ボクの口の中から、あずささんの唇へと飴を送り出す。
あずささんは抵抗することもなく、そのまま飴を受け取ってくれた。

(やった! 口移し成功!!)

目的も達成したし、恥ずかしさもあってすぐに唇を離そうとすると

ガシッ
「ん?」

あずささんの両手が、離れようとするボクの頭をしっかりと押さえ込んだ。

「んむぅっ!?」

目を白黒させるボクの口の中に、先ほど送り出した飴があずささんの舌と一緒に帰ってきた。
そのままボクの舌をからめながら、飴を溶かし始めるあずささん。
押さえつけられ、飴が甘いのかあずささんの舌が甘いのか、
乱暴なのか優しいのか訳が分からなくなって、抵抗する気も溶けていく。
ただ、唇も舌も気持ちいいのはよくわかった。

「おいしかったわ、真ちゃん」
「はぁ……はぁ……どういたしまして……」

飴がすっかり溶けきったところで、やっと解放された。
ボクは肩で息をしてるのに余裕そうなところとか、乱れた前髪をそっと直してくれる気遣いとか、ちょっとずるい。
あれほど好き放題に、蹂躙と言っていいほど暴れ回ってたのに。
でも、あずささんに蹂躙されてる。
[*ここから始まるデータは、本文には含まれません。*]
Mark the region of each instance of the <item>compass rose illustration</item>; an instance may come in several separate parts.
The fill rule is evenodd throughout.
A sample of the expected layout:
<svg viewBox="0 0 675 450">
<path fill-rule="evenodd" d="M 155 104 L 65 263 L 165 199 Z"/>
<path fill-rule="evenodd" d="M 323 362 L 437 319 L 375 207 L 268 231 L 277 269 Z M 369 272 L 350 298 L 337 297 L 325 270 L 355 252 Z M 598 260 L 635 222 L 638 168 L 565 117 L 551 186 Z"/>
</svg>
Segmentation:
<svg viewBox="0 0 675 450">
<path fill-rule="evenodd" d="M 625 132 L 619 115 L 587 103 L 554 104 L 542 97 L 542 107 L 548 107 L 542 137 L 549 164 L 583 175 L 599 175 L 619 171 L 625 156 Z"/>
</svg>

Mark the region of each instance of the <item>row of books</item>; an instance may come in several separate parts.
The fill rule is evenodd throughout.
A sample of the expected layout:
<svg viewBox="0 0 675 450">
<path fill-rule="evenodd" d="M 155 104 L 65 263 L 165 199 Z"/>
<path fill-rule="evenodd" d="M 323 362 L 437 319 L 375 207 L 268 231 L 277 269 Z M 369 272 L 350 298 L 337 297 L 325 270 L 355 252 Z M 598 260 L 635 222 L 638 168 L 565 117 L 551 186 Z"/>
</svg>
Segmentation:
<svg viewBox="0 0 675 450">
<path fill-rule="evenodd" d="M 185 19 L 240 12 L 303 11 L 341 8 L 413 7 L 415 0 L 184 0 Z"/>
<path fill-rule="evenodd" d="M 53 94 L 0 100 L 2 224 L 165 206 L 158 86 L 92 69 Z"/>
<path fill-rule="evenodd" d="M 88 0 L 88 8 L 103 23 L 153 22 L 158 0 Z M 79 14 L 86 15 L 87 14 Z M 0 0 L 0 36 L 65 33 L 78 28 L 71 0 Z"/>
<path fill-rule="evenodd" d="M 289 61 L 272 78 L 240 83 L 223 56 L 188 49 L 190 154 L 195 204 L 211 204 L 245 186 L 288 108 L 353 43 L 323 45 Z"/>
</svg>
そう思うとちょっとゾクゾクするかもしれない。

「それでね、真ちゃん」
「なんですか?」

やっと息が整ってきた。
そういえばいつの間にかソファーに押し倒されている……なんて考えてたら、あずささんが小さな包みを取り出した。

「私も持ってきたのよ」

可愛らしいラッピングの中に、いくつかの飴が見える。

「受け取ってくれるかしら?」
「……はい、よろこんで」

そういって、あずささんの背中に手を回した。